How do you organize a community partnership? Where do you start?
First, look for community groups or individuals with similar interests who're already doing prevention work on the issue you're targeting. Do some digging, searching online for what other groups are doing and gaps that a partnership could fill. Use keywords such as "gun violence" or "distracted driving," along with your community's name.
You don't need to start with 10 agencies. Reach out to your local public health department. It can just be that group and your trauma center to start. As soon as you gain momentum, others will come to you to help and be a part of it.
Also, reach out to fire and police departments, and the public safety agency in your area.
It's honestly a simple thing to go out, set up a few meetings and introduce yourself to folks. You want to approach it with the mindset of the groups combining resources to maximize the reach and have more resources and staff working on the issue.
Internally, you may find interested parties, but they may not have time available — not that they don't want to help, but it may not be their focus. I've found great success going to the community.
An effective partnership also would involve community members. It's unwise to go into a plan without getting input from them first. They might have a very different viewpoint and may have resources that others don't.
What barriers should we expect with organizing community partnerships? What do you suggest for overcoming them?
Here are some barriers you'll likely see, along with some ideas for dealing with them:
If issues arise such as heated discussion, manipulation or power wrangling, it's important to realize you don't have control over others' organizations. Usually you have to keep pushing through. Sometimes you just have to get the right people at the table to navigate the politics, perhaps organizational directors.
You may have to accept a long time span as part of the process, as true culture change can take up to a decade.
Lack of others with similar interests
If you can't find others working on your issue, it may be time to re-evaluate the direction.
Distance between partners
Although it may be hard to gather partners in rural regions spanning large distances, technology is a resource for online meetings and conferences.
It seems like there would be countless possible strategies that injury prevention community partnerships could use. Given limited time, which would be best to emphasize?
That's correct: There are many strategies to potentially use. In the Toward Zero Deaths program, for example, every single county uses different strategies. Tailor the strategy to your community. For example, there are more motorcycle crashes in some communities, so that issue would get more attention there.
Overall, I'd suggest focusing on community education and enforcement. For trauma centers, specifically, I'd advocate providing community education aimed at changing behavior and culture. While we're providing community education, the sheriff and police departments can be out there monitoring and enforcing.

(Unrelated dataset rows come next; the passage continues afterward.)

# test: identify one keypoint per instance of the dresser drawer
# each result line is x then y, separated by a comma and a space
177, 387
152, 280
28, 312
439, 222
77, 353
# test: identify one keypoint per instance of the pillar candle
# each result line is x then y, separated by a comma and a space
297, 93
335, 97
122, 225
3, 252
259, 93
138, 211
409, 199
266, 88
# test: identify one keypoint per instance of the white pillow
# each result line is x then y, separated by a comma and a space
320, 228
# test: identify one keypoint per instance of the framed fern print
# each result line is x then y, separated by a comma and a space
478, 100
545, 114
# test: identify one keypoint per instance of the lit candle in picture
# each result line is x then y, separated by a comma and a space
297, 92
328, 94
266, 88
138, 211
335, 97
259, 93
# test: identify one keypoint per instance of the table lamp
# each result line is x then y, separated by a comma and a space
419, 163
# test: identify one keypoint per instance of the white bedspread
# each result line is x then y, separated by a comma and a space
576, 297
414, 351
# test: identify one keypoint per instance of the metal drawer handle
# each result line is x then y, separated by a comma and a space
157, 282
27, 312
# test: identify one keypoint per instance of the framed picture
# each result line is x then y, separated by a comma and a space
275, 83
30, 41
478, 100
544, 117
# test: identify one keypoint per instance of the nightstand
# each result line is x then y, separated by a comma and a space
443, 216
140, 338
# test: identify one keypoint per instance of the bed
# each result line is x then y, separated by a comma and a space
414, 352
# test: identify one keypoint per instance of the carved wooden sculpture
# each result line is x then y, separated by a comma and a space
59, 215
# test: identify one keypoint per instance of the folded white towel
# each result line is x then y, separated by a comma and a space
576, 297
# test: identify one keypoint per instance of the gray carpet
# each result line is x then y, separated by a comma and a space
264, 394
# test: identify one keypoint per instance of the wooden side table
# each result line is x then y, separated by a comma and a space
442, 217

As an injury prevention coordinator at a medical center, I can't do that, but they can cover that part of the strategy.
For strategies to educate the professionals in the partnership, I'd suggest conferences where a large number of stakeholders are already present.
Any other suggestions?
Remember, a community needs education about a problem before you offer solutions. It may not even know, for example, that texting and driving is happening.
For more information
Minnesota Toward Zero Deaths.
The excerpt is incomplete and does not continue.